= Partial sorting =

Relaxed variant of the sorting problem

In computer science, partial sorting is a relaxed variant of the sorting problem. Total sorting is the problem of returning a list of items such that its elements all appear in order, while partial sorting is returning a list of the k smallest (or k largest) elements in order. The other elements (above the k smallest ones) may also be sorted, as in an in-place partial sort, or may be discarded, which is common in streaming partial sorts. A common practical example of partial sorting is computing the "Top 100" of some list.

In terms of indices, in a partially sorted list, for every index i from 1 to k, the i-th element is in the same place as it would be in the fully sorted list: element i of the partially sorted list contains order statistic i of the input list.

==Offline problems==
===Heap-based solution===
Heaps admit a simple single-pass partial sort when k is fixed: insert the first k elements of the input into a max-heap. Then make one pass over the remaining elements, add each to the heap in turn, and remove the largest element. Each insertion operation takes O(log k) time, resulting in O(n log k) time overall; this "partial heapsort" algorithm is practical for small values of k and in online settings. An "online heapselect" algorithm described below, based on a min-heap, takes O(n + k log n).

===Solution by partitioning selection===
A further relaxation requiring only a list of the k smallest elements, but without requiring that these be ordered, makes the problem equivalent to partition-based selection; the original partial sorting problem can be solved by such a selection algorithm to obtain an array where the first k elements are the k smallest, and sorting these, at a total cost of O(n + k log k) operations. A popular choice to implement this algorithm scheme is to combine quickselect and quicksort; the result is sometimes called "quickselsort".

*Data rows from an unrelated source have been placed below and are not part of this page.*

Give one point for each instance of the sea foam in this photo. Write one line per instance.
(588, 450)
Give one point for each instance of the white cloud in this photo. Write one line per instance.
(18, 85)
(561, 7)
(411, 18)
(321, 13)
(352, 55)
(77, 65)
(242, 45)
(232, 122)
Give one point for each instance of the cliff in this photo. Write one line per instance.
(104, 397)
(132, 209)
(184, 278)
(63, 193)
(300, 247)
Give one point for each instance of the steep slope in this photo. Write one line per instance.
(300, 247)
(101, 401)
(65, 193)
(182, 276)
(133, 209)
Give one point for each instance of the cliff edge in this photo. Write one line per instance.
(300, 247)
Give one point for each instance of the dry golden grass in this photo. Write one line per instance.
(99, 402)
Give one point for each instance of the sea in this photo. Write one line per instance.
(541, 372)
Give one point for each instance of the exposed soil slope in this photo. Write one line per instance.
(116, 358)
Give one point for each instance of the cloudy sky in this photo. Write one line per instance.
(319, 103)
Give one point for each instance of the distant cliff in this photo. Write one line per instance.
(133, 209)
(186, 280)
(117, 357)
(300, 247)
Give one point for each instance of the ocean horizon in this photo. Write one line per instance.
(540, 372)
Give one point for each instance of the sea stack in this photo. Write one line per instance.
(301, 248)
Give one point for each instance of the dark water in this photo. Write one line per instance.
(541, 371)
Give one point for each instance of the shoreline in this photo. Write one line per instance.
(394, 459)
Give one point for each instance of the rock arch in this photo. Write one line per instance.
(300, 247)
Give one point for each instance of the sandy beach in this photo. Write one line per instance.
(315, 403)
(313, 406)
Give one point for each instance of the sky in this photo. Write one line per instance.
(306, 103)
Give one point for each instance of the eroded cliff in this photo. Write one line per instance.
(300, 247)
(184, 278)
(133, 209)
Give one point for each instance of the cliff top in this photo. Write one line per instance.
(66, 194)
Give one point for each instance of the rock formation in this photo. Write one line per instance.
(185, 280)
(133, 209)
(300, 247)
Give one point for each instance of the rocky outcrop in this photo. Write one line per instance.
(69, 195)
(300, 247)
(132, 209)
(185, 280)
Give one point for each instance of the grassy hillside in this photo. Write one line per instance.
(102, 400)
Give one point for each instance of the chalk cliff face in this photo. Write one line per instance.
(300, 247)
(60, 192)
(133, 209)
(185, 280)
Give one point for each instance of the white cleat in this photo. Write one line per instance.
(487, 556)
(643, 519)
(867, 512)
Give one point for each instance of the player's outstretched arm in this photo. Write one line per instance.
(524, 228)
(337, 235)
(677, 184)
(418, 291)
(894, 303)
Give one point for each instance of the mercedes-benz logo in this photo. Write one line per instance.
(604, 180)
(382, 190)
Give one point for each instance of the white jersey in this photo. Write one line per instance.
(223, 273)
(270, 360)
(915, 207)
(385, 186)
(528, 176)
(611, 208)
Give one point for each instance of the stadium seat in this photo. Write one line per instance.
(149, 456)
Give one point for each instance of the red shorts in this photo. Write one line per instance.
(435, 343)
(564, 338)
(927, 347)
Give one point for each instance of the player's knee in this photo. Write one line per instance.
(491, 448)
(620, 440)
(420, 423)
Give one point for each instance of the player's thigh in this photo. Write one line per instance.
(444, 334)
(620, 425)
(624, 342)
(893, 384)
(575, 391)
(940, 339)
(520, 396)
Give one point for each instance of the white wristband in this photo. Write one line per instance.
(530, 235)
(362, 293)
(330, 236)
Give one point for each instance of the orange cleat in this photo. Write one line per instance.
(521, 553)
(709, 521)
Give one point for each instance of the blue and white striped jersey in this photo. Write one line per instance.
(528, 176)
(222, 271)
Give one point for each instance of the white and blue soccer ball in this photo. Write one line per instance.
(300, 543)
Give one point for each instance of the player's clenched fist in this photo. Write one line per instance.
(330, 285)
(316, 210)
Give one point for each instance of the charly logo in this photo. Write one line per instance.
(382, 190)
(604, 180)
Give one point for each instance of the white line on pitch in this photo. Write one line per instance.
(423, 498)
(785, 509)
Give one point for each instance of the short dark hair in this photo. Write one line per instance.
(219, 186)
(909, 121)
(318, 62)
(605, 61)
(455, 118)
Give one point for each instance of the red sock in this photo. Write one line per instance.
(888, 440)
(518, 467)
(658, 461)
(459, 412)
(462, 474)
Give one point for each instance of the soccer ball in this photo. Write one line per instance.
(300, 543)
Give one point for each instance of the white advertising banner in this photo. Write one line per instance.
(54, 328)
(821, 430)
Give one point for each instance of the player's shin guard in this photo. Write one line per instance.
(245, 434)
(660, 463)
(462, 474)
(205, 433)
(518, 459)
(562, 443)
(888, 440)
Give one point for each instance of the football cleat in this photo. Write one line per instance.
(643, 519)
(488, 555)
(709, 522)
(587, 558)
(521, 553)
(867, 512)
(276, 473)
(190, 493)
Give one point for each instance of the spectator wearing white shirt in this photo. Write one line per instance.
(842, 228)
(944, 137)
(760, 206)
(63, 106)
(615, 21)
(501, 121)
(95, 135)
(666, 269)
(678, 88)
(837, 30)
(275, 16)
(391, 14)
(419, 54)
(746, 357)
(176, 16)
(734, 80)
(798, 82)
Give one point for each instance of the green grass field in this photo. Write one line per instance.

Common in current (as of 2022) C++ STL implementations is a pass of heapselect for a list of k elements, followed by a heapsort for the final result.

=== Specialised sorting algorithms===
More efficient than the aforementioned are specialized partial sorting algorithms based on mergesort and quicksort. In the quicksort variant, there is no need to recursively sort partitions which only contain elements that would fall after the k'th place in the final sorted array (starting from the "left" boundary). Thus, if the pivot falls in position k or later, we recurse only on the left partition:

 function partial_quicksort(A, i, j, k) is
     if i < j then
         p ← pivot(A, i, j)
         p ← partition(A, i, j, p)
         partial_quicksort(A, i, p-1, k)
         if p < k-1 then
             partial_quicksort(A, p+1, j, k)

The resulting algorithm is called partial quicksort and requires an expected time of only O(n + k log k), and is quite efficient in practice, especially if a selection sort is used as a base case when k becomes small relative to n. However, the worst-case time complexity is still very bad, in the case of a bad pivot selection. Pivot selection along the lines of the worst-case linear time selection algorithm (see Quicksort) could be used to get better worst-case performance. Partial quicksort, quickselect (including the multiple variant), and quicksort can all be generalized into what is known as a chunksort.

==Incremental sorting==
Incremental sorting is a version of the partial sorting problem where the input is given up front but k is unknown: given a k-sorted array, it should be possible to extend the partially sorted part so that the array becomes (k+1)-sorted.

Heaps lead to an O(n + k log n) "online heapselect" solution to incremental partial sorting: first build a heap, in linear time, from the complete input array to produce a min-heap. Then extract the minimum of the heap k times.

A different incremental sort can be obtained by modifying quickselect. The version due to Paredes and Navarro maintains a stack of pivots across calls, so that incremental sorting can be accomplished by repeatedly requesting the smallest item of an array A from the following algorithm:

Algorithm IQS(A : array, i : integer, S : stack) returns the i'th smallest element in A
- If i = top(S):
  - Pop S
  - Return A[i]
- Let pivot ← random [i, top(S))
- Update pivot ← partition(A[i : top(S)), A[pivot])
- Push pivot onto S
- Return IQS(A, i, S)

The stack S is initialized to contain only the length n of A. k-sorting the array is done by calling IQS(A, i, S) for i = 0, 1, 2, ...; this sequence of calls has average-case complexity O(n + k log k), which is asymptotically equivalent to O(n + k log n). The worst-case time is quadratic, but this can be fixed by replacing the random pivot selection by the median of medians algorithm.

== Language/library support ==
- The C++ standard specifies a library function called std::partial_sort.
- The Python standard library includes functions nlargest and nsmallest in its heapq module.
- The Julia standard library includes a PartialQuickSort algorithm used in partialsort! and variants.